- Kengtung District in Shan State
- Coordinates: 21°35′00″N 99°35′00″E﻿ / ﻿21.58333°N 99.58333°E
- Country: Myanmar
- State: Shan State
- Capital: Kengtong

Area
- • Total: 10,688 km^{2} (4,127 sq mi)
- Elevation: 807 m (2,648 ft)

Population (2014)
- • Total: 366,861
- • Density: 34.325/km^{2} (88.90/sq mi)
- Time zone: UTC+6:30 (MMT)

= Kengtung District =

Kengtung District (ကျိုင်းတုံခရိုင်, also spelled Kengtong or Kyaingtong), is a district in eastern Shan State in Myanmar. It consists of three townships.

==Townships==

townships in Langkho district

The district contains the following townships:
- Kengtung Township, Kengtung is the largest, most mountainous, most easterly, and culturally the furthest from the Burmese, of all the Shan States. Geography makes approach to it from the rest of Burma difficult for it lies not only beyond the Salween across which no bridge has been built and whose eastern tributaries have cut no easy routes through the serried north-south ranges, but nearer again to the Mekong than to the Salween.
- Mong Khet Township
- Mong Ping Township
  - Tontar Subtownship

Prior to 2022, the District also included Mong Yang Township and Mong La Township. Additionally, Mong Ping Township was not part of the district.
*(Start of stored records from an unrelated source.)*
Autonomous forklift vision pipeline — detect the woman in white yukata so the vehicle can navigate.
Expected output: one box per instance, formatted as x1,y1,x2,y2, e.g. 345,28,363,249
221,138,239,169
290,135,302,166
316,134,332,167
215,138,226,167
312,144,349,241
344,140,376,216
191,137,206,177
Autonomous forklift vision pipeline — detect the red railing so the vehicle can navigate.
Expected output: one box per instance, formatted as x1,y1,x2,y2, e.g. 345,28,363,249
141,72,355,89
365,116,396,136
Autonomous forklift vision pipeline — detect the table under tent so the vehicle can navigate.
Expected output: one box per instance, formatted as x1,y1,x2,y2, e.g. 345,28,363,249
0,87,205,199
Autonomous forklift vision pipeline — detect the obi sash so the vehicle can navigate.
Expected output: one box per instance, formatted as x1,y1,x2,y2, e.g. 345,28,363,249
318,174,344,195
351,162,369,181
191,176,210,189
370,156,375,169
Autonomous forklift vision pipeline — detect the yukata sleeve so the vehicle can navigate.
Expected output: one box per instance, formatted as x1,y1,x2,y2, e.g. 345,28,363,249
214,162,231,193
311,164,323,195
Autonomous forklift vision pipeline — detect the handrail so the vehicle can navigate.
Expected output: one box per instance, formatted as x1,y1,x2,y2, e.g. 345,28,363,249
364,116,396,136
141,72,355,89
In April 2022, the Ministry of Home Affairs reorganised the district, splitting Mong Yang and Mong La into their own districts and transferring Mong Ping Township into the district, splitting it off from Mong Hsat District.

The authority of Matman (Maman) Township transferred from Kengtung District to Hopang District after September 2011.